Grandfather, son, they're all part of the same syndrome of looting the state. This is, in a sense, a perfectly logical byproduct of that sort of system. Even if you could barely invent what happened here last Tuesday, when you see a mushroom cloud suddenly go up in the middle of the city.
Beirut is not the entirety of Lebanon, by any means. But it dominates the country as a capital, in a way which is atypical of most countries. This is a small country. Large parts of it are still almost pristine. But the way in which Beirut casts a spell over absolutely everything in the rest of the country and the way mismanagement from Beirut prevents the rest of the country from developing in any meaningful way.
For example, at the end of the civil war, 1975-90, almost every militia in the country had its own little makeshift port. Everything went into rebuilding the Port of Beirut at a huge expense. That became the cash cow for these former militia leaders, working their rackets in the port. Smuggling, extracting customs revenue, levying surtaxes on containers, and so on and so forth. It became a very lucrative business.
It's so absorbed the interest, in terms of financial interest, as well, of this political class. That a perfectly good port in Tripoli has been left to languish. In 2018, there was a proposal to build new state-of-the-art grain silos in Tripoli. Because Lebanon imports about 80 per cent of everything it consumes, including 90 per cent, I think it is, of wheat for bread - the staple. Absolutely nothing happened.
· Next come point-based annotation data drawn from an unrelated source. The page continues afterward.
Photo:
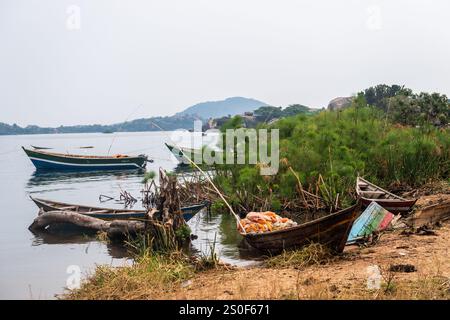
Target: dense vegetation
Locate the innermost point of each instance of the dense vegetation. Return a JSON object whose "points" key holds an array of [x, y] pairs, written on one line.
{"points": [[339, 145]]}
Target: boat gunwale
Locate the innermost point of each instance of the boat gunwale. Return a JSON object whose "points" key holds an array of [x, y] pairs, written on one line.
{"points": [[120, 211], [303, 225], [359, 191], [80, 156]]}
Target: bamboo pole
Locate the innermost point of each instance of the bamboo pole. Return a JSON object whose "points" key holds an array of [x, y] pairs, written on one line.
{"points": [[207, 178]]}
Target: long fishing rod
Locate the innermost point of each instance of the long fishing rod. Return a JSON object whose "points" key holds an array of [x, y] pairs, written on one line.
{"points": [[206, 176]]}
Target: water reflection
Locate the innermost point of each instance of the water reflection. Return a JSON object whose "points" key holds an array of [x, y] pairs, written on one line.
{"points": [[74, 236], [218, 231]]}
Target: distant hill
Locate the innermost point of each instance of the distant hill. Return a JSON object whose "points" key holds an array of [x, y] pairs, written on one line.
{"points": [[216, 109], [181, 120]]}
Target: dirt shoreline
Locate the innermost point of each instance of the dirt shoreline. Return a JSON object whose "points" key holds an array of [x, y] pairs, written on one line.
{"points": [[345, 277]]}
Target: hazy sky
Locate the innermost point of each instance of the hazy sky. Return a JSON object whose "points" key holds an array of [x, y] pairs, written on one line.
{"points": [[80, 62]]}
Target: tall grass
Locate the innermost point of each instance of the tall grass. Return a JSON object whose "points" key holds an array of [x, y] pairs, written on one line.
{"points": [[339, 145]]}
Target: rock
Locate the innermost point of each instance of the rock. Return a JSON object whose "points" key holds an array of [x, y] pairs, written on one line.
{"points": [[340, 103]]}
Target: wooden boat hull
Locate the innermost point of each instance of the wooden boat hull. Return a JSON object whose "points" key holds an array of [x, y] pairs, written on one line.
{"points": [[108, 213], [46, 161], [369, 192], [331, 231], [392, 206]]}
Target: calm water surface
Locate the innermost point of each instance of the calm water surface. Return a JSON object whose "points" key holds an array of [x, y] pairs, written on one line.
{"points": [[34, 266]]}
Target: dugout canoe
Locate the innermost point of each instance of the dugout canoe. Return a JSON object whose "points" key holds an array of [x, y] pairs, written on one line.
{"points": [[331, 231], [50, 161], [369, 192], [108, 213]]}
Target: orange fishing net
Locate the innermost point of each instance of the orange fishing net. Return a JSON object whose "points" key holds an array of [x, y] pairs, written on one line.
{"points": [[257, 222]]}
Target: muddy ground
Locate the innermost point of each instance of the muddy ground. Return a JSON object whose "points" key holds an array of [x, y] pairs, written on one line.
{"points": [[344, 278]]}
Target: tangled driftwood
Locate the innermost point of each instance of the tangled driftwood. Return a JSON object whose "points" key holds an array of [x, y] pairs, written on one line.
{"points": [[115, 229], [160, 226]]}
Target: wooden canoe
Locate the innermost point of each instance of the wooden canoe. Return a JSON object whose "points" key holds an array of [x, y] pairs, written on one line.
{"points": [[331, 231], [369, 192], [108, 213], [44, 160]]}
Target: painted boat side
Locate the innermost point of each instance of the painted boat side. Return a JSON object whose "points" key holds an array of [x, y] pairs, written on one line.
{"points": [[121, 214], [374, 218], [50, 161]]}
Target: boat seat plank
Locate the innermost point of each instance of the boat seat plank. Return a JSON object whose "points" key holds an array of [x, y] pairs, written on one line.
{"points": [[67, 208], [99, 211]]}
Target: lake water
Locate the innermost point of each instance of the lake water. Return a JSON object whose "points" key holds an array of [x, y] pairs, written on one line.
{"points": [[37, 266]]}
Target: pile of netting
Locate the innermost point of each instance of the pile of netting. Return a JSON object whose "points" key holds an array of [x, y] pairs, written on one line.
{"points": [[258, 222]]}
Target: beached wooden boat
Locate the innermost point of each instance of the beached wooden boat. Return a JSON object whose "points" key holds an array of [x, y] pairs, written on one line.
{"points": [[331, 231], [108, 213], [369, 192], [40, 148], [44, 160]]}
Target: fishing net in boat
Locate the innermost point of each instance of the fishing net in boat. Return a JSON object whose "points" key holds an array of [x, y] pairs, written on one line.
{"points": [[259, 222]]}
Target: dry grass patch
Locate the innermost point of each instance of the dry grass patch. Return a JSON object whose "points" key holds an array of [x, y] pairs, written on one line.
{"points": [[150, 276], [313, 254]]}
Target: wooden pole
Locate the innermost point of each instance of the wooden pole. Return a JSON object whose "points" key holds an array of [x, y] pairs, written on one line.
{"points": [[209, 180]]}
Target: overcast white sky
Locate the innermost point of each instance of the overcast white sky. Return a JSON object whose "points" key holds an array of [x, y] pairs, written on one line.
{"points": [[166, 55]]}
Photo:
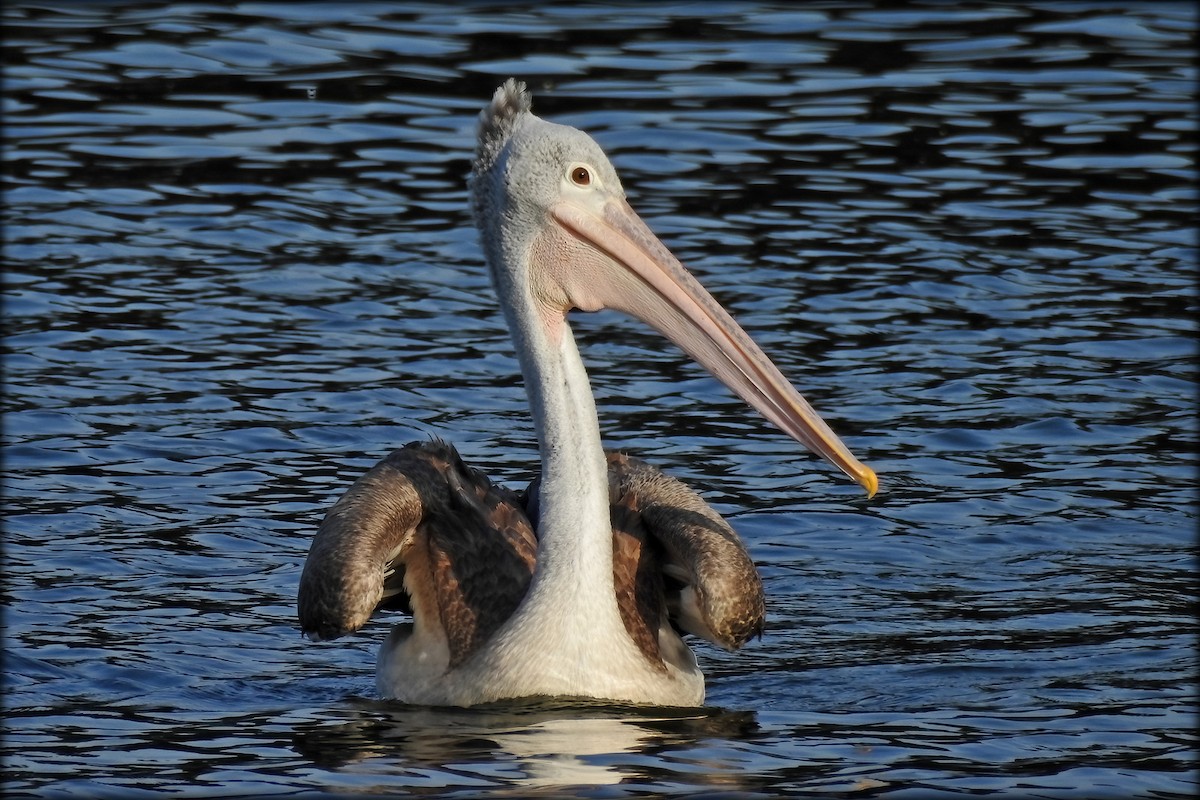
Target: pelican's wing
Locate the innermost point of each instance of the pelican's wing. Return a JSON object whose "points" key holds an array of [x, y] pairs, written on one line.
{"points": [[424, 533], [711, 584]]}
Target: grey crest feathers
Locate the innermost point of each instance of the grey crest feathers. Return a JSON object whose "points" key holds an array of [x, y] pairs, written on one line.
{"points": [[497, 121]]}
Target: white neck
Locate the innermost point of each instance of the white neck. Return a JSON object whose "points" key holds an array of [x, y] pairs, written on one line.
{"points": [[574, 570]]}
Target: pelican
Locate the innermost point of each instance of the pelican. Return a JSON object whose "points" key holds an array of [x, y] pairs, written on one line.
{"points": [[583, 584]]}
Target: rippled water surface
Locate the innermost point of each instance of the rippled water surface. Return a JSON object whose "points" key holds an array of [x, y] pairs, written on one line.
{"points": [[240, 269]]}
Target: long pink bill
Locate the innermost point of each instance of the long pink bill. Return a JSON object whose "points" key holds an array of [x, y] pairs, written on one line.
{"points": [[651, 284]]}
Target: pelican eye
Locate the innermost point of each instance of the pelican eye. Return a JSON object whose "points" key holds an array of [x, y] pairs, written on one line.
{"points": [[581, 176]]}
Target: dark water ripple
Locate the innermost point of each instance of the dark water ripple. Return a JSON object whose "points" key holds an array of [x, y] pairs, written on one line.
{"points": [[239, 268]]}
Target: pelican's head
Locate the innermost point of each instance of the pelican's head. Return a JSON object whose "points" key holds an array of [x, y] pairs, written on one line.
{"points": [[558, 234]]}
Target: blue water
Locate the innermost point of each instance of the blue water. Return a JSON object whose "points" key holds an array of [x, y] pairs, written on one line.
{"points": [[240, 268]]}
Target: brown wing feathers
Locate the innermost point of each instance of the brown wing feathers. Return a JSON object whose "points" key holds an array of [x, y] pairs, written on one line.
{"points": [[425, 533]]}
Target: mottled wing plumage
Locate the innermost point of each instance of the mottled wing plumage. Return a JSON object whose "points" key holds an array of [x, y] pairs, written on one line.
{"points": [[425, 533], [712, 585]]}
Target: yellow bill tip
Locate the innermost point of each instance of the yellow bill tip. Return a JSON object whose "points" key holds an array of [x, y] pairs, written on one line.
{"points": [[868, 480]]}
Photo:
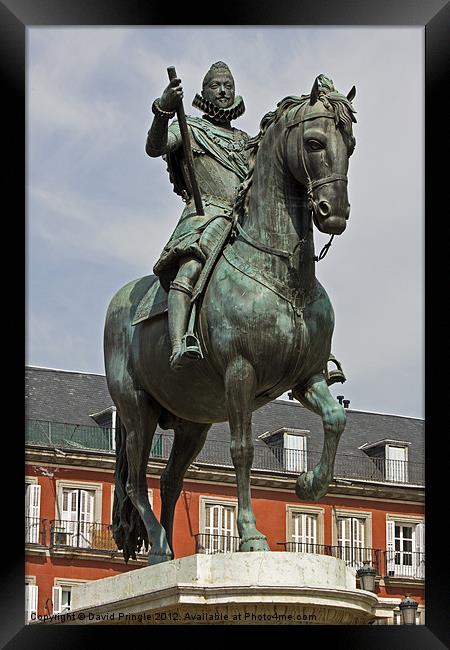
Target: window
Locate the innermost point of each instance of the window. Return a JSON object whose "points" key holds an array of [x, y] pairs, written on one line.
{"points": [[218, 527], [352, 533], [31, 598], [390, 458], [304, 531], [288, 447], [295, 452], [32, 511], [78, 513], [396, 463], [405, 548], [77, 517]]}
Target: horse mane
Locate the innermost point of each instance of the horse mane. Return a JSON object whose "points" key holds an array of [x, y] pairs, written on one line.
{"points": [[331, 99]]}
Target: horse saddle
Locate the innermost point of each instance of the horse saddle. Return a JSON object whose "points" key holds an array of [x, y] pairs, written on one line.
{"points": [[154, 302]]}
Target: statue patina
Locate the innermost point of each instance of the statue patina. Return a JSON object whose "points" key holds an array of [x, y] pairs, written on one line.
{"points": [[263, 324]]}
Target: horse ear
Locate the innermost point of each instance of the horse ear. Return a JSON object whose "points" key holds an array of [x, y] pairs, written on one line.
{"points": [[351, 94], [314, 92]]}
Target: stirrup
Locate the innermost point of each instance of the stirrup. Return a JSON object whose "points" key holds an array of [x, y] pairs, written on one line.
{"points": [[189, 351], [334, 376]]}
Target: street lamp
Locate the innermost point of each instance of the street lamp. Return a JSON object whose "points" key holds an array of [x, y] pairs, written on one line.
{"points": [[408, 609], [367, 574]]}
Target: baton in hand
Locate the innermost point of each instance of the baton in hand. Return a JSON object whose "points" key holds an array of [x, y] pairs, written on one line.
{"points": [[187, 148]]}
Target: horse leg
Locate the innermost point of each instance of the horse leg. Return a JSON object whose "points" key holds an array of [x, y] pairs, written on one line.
{"points": [[240, 385], [188, 442], [139, 415], [315, 395]]}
And what has happened now is that the national granary - this huge grain silo right at the heart of the port, which was blown to smithereens last Tuesday - it's gone. The entire grain supply is gone. That's a huge problem at a time when there is already hunger in the country. When the middle class is being pushed into poverty, and the poor are being pushed into destitution. And then this.
A great deal of the medical stocks - equipment and pharmaceuticals - went up in that explosion. This is a dire emergency, to which the political class have barely responded.
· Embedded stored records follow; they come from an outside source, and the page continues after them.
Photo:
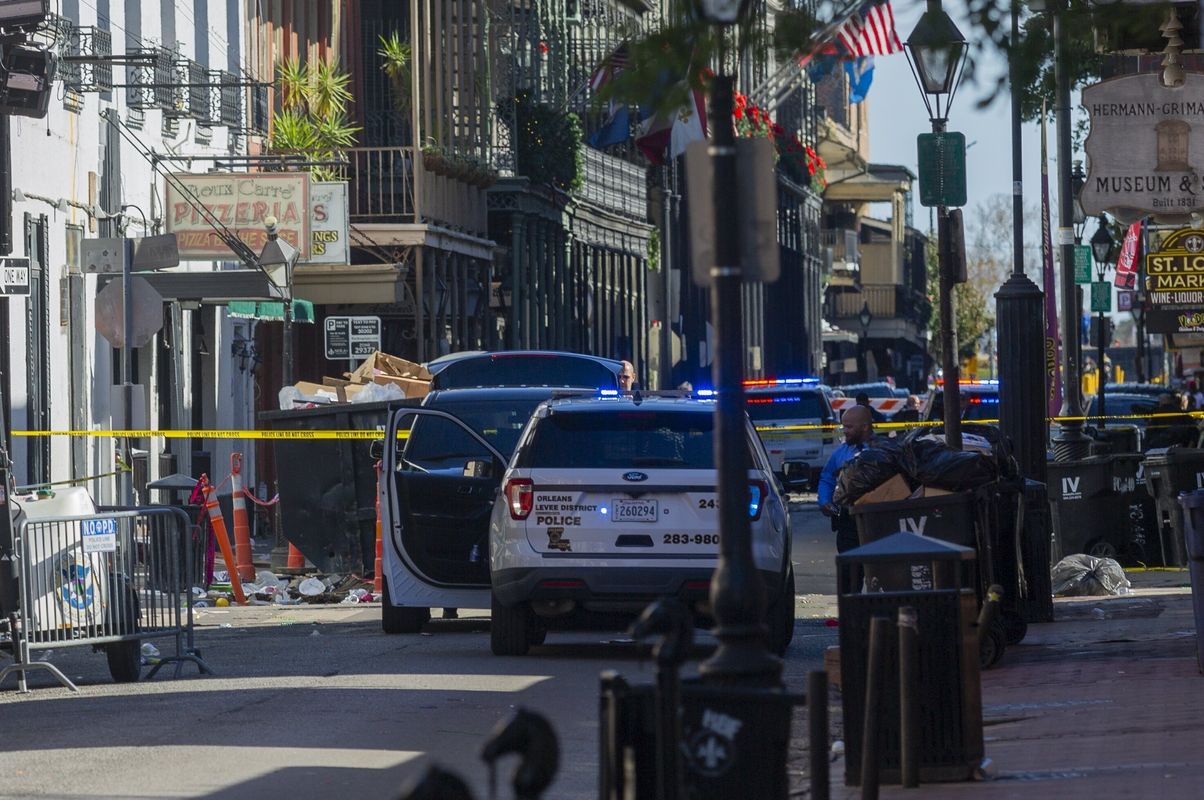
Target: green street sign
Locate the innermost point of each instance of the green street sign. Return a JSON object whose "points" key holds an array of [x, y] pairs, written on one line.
{"points": [[942, 158], [1082, 263]]}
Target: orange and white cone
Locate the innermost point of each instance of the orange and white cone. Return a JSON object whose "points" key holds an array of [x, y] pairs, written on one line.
{"points": [[218, 522], [241, 525]]}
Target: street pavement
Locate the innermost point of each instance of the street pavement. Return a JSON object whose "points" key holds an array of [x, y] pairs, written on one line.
{"points": [[314, 701]]}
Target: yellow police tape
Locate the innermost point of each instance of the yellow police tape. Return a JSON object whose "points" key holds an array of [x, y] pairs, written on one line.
{"points": [[801, 431], [293, 435]]}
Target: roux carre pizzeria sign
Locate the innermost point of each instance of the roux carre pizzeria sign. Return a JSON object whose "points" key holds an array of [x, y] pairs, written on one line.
{"points": [[1145, 152]]}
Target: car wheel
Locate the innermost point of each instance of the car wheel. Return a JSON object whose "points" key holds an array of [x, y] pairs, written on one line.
{"points": [[124, 660], [400, 619], [509, 629], [780, 617]]}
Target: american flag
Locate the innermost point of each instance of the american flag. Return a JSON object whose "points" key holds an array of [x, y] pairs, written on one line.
{"points": [[869, 31], [609, 68]]}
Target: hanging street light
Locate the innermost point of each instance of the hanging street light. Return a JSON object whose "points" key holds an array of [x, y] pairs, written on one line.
{"points": [[936, 51]]}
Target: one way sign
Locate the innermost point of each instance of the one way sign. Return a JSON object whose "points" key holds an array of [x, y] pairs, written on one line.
{"points": [[13, 276]]}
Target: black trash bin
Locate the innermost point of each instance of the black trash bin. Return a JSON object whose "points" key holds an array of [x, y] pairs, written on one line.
{"points": [[1168, 472], [1141, 543], [735, 741], [1193, 529], [950, 682], [328, 487], [1085, 509]]}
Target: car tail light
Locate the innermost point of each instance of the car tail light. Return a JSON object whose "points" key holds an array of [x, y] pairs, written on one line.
{"points": [[759, 492], [520, 496]]}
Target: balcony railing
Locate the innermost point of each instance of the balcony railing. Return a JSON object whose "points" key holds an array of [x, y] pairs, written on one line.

President Macron of France comes here, tours the city. Is greeted warmly. Not one of these people - one of the proported rulers of Lebanon has dared showed his face.
So what happens next? The situation of this country is now so utterly desperate, there is only one game left in town, in which a new government, it will have to be, with some sort of narrow mandate to rescue Lebanon from disaster. Politics will have to be put to one side. All political squabbles will have to be paused while this government negotiates with the IMF and principal donor countries, led by France, to set real reforms, which the donor community and the fund - as a standby then - are prepared to support, leading to real change.
There have been four rescue funds since the war - aids, soft loans, and so on and so forth. Lebanon has no capacity to borrow. When it was last possible to record these things, its total sovereign debt amounted to 170 per cent of GDP. Proportionately, the third highest in the world. It must be massive there for that now because GDP has shrunk so much.
Nobody is going to lend one lira, one euro, one dollar to a bankrupt Lebanon until it shows real will to reform. That was the message that President Macron of France, who is leading the donor effort, brought to Beirut, just days after the blast. It is actually the only game in town left for Lebanon.